The distinct stripes of an individual zebra symbolize the many rare diseases represented by these patient communities.
To us, like the infinite, unique possibilities of a zebra’s stripes, we believe there are boundless pathways for therapeutics to achieve regulatory approval and reach people with rare diseases.
From 2001 to 2004, Travis Mickle, Ph.D., led the team of scientists who invented Vyvanse®, a first-of-its-kind prodrug to address issues with the treatments that were then available for attention deficit hyperactive disorder (ADHD).
Leveraging their experience and expertise, Dr. Mickle, and Christal Mickle, M.A., founded KemPharm, Inc., a company that developed unique prodrugs, including two commercial products, using its proprietary Ligand Activated Therapy® technology platform.
After decades of experience in devising elegant prodrugs, the KemPharm team refocused their efforts on rare disease drug development and began to seek product candidates to treat rare diseases.

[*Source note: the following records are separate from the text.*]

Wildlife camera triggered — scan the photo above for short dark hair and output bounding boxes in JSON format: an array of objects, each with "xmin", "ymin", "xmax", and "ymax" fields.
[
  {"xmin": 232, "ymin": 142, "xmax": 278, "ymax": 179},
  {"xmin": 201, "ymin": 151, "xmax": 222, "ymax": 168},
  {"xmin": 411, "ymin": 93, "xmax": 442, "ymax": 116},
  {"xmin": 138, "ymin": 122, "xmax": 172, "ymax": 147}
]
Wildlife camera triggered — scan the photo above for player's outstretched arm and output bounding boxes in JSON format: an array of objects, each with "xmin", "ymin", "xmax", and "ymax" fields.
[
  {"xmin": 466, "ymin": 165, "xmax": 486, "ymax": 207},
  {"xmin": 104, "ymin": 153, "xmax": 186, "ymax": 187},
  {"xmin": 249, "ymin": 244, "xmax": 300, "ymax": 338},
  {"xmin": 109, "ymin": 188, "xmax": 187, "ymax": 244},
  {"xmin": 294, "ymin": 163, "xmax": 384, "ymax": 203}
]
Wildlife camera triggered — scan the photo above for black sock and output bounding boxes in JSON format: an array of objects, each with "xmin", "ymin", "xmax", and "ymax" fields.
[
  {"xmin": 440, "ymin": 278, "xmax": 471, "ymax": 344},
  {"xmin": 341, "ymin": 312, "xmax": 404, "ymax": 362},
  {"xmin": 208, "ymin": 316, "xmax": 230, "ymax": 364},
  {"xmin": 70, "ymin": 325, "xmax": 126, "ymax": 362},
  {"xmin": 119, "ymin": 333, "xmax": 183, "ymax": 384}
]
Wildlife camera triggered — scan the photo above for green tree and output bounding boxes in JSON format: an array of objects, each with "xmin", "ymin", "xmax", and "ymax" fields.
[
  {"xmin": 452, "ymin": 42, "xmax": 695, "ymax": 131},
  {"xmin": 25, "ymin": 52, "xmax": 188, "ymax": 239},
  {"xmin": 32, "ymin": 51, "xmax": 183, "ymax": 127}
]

The company’s initial rare disease candidate was KP1077, an internally developed clinical-stage product candidate intended for the treatment of idiopathic hypersomnia (IH), a rare sleep disorder.
In May 2022, KemPharm acquired substantially all of the assets of Orphazyme, A/S, a Denmark-based company focused on neurological rare diseases, which included arimoclomol, a product candidate intended for the treatment of Niemann-Pick type C disease (NPC), and welcomed many of its team members, bolstering and expanding KemPharm’s development capabilities.
In February 2023, KemPharm became Zevra Therapeutics.